Drugs could eliminate side effects of cancer treatment

Radiotherapy for cancer is often debilitating but also necessary, so anything that can help improve side effects is a huge step forward. Hats off to the scientists of Newcastle University who have developed a simple and unique treatment that can prevent the long-term side effects of cancer radiotherapy.

There are around two million cancer survivors in the UK, many of whom face premature memory loss and various conditions resembling premature ageing, for which there is unfortunately no cure.

This is thought to be due to the side effects of toxic cancer chemotherapy and radiation treatments, which treat cancerous cells but can also damage normal cells.

The researchers wanted to know if they could prevent these devastating consequences of cancer therapies via a short course of treatment with senolytics, a class of drugs that specifically eliminate cells damaged by cancer therapies.

They tested the idea in mice and found that those treated with senolytic drugs soon after radiation therapy did not develop premature aging, and animals treated after they began to age prematurely also showed improved health. .

Dr Satomi Miwa, lecturer at the Biology of aging, Newcastle The university that led the research said: “A growing number of people are now being successfully treated for cancer, and survival rates for many types of cancer are high. People who had overcome cancers can start looking forward to their new life again, but only if their quality of life will not be affected.

“Unfortunately, this is the case at the moment. However, our new research shows that there is a way to prevent any long-term side effects and reduce the risk of cancer recurrence,” she added.

What are senolytics? The word: stands for “destroying age” and it’s an exciting development in the biology of aging. The drugs kill senile cells and have been shown to delay, and in some cases cure, age-related diseases or disabilities in mice.

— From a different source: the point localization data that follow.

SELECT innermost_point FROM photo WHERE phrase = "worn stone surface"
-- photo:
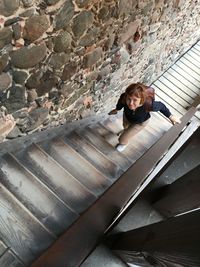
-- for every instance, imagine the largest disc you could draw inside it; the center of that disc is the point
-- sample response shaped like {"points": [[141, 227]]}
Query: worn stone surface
{"points": [[58, 60], [5, 37], [69, 71], [35, 119], [27, 3], [65, 15], [76, 56], [7, 123], [3, 62], [82, 22], [28, 57], [5, 81], [62, 42], [20, 76], [14, 98], [91, 58], [35, 26], [7, 7]]}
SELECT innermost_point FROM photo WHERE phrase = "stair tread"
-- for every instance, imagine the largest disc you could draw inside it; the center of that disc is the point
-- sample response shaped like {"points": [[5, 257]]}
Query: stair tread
{"points": [[62, 183], [3, 247], [131, 152], [10, 260], [98, 141], [35, 196], [20, 230], [86, 173], [100, 161]]}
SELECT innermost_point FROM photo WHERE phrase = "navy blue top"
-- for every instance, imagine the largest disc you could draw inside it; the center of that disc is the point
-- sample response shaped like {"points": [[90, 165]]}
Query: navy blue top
{"points": [[141, 114]]}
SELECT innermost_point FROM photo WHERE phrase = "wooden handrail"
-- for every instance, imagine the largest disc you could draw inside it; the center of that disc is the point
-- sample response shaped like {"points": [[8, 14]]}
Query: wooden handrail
{"points": [[77, 242]]}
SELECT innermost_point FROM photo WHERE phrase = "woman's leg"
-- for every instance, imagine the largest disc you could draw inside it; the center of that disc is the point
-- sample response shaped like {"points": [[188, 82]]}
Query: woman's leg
{"points": [[130, 131]]}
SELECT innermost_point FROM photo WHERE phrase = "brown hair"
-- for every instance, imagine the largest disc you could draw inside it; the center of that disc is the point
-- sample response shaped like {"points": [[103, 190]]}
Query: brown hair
{"points": [[137, 89]]}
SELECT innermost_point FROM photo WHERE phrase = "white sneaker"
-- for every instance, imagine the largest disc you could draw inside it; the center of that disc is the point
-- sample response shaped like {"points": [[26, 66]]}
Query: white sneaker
{"points": [[120, 147]]}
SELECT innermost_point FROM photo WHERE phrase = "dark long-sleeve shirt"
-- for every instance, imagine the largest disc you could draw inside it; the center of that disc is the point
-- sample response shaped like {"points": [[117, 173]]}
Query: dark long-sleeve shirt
{"points": [[141, 114]]}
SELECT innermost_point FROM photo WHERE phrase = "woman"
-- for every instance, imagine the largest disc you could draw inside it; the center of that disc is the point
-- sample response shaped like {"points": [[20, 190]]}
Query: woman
{"points": [[138, 101]]}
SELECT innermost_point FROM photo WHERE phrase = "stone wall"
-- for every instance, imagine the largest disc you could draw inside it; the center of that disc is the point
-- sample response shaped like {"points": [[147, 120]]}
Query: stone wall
{"points": [[63, 60]]}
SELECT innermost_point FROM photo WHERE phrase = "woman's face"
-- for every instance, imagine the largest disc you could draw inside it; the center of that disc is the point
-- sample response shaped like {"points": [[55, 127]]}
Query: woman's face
{"points": [[133, 102]]}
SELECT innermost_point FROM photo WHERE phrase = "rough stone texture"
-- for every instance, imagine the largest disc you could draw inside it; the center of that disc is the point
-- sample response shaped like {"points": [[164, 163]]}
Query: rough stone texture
{"points": [[14, 98], [64, 16], [62, 42], [77, 56], [69, 71], [58, 60], [5, 37], [20, 76], [7, 123], [82, 22], [35, 26], [5, 81], [91, 58], [7, 7], [28, 57], [35, 119], [3, 62]]}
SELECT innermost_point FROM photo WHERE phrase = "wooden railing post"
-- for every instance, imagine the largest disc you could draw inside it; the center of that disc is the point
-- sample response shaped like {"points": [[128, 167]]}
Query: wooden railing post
{"points": [[174, 240]]}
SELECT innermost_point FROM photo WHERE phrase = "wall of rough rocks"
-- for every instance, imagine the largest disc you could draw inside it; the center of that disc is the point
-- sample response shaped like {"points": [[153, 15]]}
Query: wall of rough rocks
{"points": [[62, 60]]}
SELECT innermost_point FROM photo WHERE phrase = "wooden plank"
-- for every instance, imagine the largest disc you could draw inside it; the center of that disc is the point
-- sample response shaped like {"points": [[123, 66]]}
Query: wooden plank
{"points": [[75, 196], [34, 195], [180, 196], [186, 75], [79, 167], [87, 231], [187, 133], [10, 260], [183, 80], [94, 156], [178, 83], [177, 237], [3, 247], [20, 230], [162, 85]]}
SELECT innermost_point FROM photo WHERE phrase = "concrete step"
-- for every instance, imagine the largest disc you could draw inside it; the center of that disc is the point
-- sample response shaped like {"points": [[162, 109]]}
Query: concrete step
{"points": [[77, 166], [100, 143], [75, 196], [93, 155], [20, 230], [35, 196]]}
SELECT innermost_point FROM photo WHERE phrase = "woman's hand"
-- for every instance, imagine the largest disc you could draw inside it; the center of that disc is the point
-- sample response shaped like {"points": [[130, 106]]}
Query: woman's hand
{"points": [[174, 119], [113, 112]]}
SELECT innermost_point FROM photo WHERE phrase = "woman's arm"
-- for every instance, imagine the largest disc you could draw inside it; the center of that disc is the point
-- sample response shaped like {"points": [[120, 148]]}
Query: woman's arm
{"points": [[119, 106], [159, 106]]}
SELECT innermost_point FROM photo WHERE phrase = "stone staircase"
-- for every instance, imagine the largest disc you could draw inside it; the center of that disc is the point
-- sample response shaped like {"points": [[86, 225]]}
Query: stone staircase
{"points": [[47, 185]]}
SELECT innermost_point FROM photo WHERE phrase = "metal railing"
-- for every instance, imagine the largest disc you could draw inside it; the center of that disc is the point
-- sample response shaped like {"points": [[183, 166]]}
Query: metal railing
{"points": [[79, 240]]}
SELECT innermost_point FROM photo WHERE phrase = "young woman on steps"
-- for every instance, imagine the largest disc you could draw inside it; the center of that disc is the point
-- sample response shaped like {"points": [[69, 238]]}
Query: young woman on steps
{"points": [[138, 101]]}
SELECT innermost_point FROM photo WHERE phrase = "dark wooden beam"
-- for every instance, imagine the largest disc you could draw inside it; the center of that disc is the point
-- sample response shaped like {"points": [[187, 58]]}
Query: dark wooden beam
{"points": [[175, 240], [180, 196], [78, 241]]}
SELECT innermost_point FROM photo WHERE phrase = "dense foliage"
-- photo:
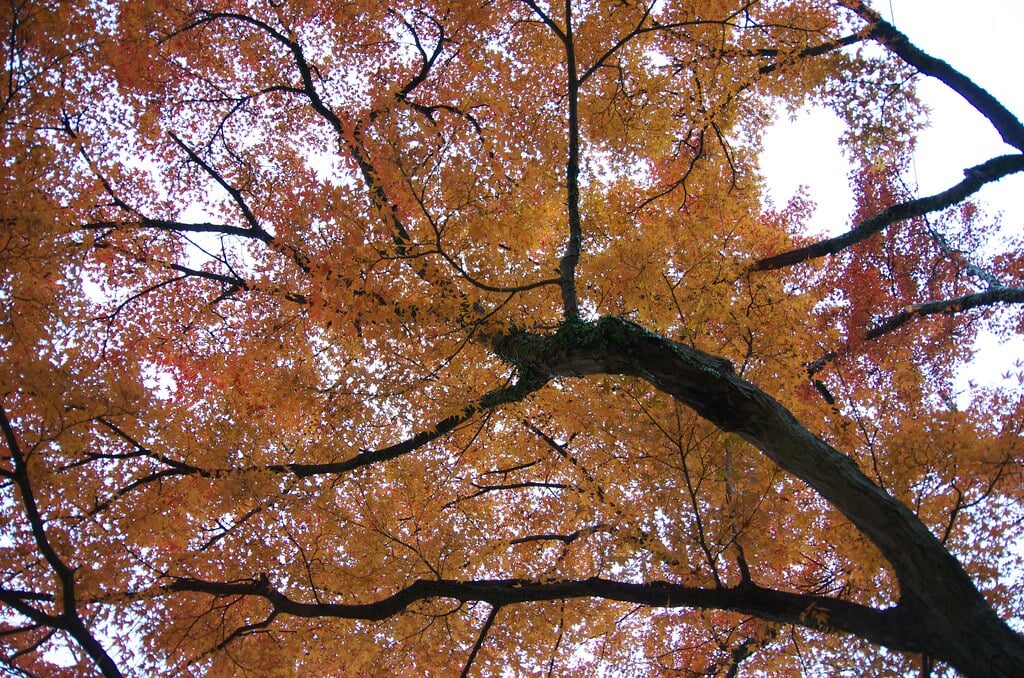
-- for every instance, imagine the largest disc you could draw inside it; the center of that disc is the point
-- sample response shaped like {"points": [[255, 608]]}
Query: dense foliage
{"points": [[427, 336]]}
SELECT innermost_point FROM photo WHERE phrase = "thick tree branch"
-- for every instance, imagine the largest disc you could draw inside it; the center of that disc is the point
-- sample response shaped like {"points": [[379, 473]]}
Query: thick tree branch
{"points": [[1007, 295], [974, 179], [892, 628], [972, 635], [1006, 123]]}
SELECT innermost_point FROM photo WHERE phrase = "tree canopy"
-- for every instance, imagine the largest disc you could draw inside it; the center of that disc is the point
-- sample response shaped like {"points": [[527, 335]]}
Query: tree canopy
{"points": [[439, 336]]}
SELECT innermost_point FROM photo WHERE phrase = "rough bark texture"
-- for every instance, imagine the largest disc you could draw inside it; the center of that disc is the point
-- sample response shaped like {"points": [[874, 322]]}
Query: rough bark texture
{"points": [[946, 616]]}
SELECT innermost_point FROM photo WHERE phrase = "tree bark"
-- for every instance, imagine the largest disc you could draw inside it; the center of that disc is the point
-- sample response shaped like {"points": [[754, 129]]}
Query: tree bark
{"points": [[951, 620]]}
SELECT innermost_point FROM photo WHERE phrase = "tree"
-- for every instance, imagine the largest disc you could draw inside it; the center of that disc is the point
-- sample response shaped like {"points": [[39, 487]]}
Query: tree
{"points": [[436, 336]]}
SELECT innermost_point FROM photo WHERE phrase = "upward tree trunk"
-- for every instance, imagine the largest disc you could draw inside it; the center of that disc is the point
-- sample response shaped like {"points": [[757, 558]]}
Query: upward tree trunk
{"points": [[952, 621]]}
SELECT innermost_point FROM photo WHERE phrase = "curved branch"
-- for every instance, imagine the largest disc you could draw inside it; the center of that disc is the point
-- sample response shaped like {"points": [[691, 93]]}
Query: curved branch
{"points": [[480, 638], [974, 638], [974, 179], [1009, 127], [526, 385], [883, 627], [69, 619], [1007, 295]]}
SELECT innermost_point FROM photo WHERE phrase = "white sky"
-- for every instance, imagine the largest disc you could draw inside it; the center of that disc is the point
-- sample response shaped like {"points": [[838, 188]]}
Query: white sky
{"points": [[982, 39]]}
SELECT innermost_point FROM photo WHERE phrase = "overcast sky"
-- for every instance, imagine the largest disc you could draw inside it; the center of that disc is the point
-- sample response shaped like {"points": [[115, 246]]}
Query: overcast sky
{"points": [[982, 39]]}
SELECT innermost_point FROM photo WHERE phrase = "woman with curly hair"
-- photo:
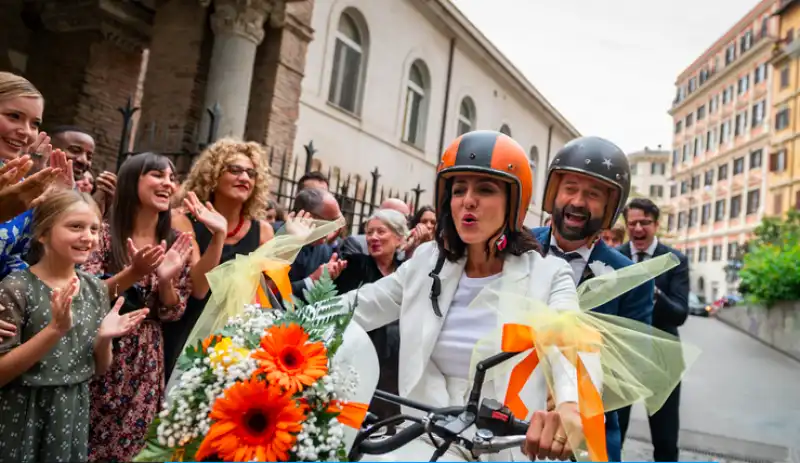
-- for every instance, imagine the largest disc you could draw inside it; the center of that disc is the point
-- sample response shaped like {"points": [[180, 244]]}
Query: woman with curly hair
{"points": [[225, 195]]}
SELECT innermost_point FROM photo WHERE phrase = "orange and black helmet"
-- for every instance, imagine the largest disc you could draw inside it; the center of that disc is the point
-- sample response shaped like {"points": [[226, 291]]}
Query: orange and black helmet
{"points": [[495, 155]]}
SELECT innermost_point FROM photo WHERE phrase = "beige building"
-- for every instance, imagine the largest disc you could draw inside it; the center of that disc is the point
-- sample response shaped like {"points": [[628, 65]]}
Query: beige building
{"points": [[721, 116], [650, 172], [650, 177], [389, 87]]}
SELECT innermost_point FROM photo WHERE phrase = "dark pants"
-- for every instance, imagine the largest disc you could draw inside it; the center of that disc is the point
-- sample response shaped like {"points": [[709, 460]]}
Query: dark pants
{"points": [[664, 427]]}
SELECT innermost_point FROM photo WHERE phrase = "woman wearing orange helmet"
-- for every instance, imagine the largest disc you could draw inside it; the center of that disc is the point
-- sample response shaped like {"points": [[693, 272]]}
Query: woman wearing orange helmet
{"points": [[483, 188]]}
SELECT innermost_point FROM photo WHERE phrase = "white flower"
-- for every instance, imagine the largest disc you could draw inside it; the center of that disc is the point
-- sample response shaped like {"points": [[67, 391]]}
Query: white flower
{"points": [[599, 268]]}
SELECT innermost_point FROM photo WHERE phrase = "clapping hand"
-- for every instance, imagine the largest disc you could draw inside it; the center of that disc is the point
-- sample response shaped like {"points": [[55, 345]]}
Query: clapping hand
{"points": [[105, 188], [334, 266], [420, 234], [115, 325], [175, 259], [61, 307], [300, 224], [206, 214], [41, 148], [7, 330], [58, 160], [18, 196], [146, 260]]}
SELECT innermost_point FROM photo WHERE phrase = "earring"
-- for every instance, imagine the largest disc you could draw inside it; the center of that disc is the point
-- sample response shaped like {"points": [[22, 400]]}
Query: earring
{"points": [[501, 242]]}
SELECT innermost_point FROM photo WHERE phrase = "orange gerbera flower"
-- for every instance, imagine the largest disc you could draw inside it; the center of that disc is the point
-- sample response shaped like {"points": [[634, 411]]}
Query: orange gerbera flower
{"points": [[215, 338], [289, 360], [253, 421]]}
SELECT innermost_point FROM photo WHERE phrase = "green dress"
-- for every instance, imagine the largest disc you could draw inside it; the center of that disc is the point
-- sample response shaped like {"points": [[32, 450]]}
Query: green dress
{"points": [[44, 413]]}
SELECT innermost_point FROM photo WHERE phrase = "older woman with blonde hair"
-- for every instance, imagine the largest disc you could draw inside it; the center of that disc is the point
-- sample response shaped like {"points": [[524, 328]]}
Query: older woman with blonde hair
{"points": [[386, 233], [225, 198]]}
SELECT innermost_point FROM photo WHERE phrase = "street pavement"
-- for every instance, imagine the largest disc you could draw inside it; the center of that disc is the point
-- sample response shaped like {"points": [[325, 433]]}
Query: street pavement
{"points": [[739, 402]]}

Worst Brain Survivor Therapies: Currently, a dozen clinical trials using different senolytic drugs in humans are underway against conditions such as pulmonary fibrosis (pulmonary fibrosis), diabetic kidney disease, and osteoarthritis.

The Newcastle group intends to continue the research as Dr Miwa explained, “We want to test our approach specifically on cancer types and move to a clinical setting as quickly as possible. We are particularly interested in childhood brain tumor survivors, as they are the group of people most affected by the long-term side effects of cancer therapies.

The study gives new hope to people who receive cancer treatments to ensure a better quality of life for the rest of their lives.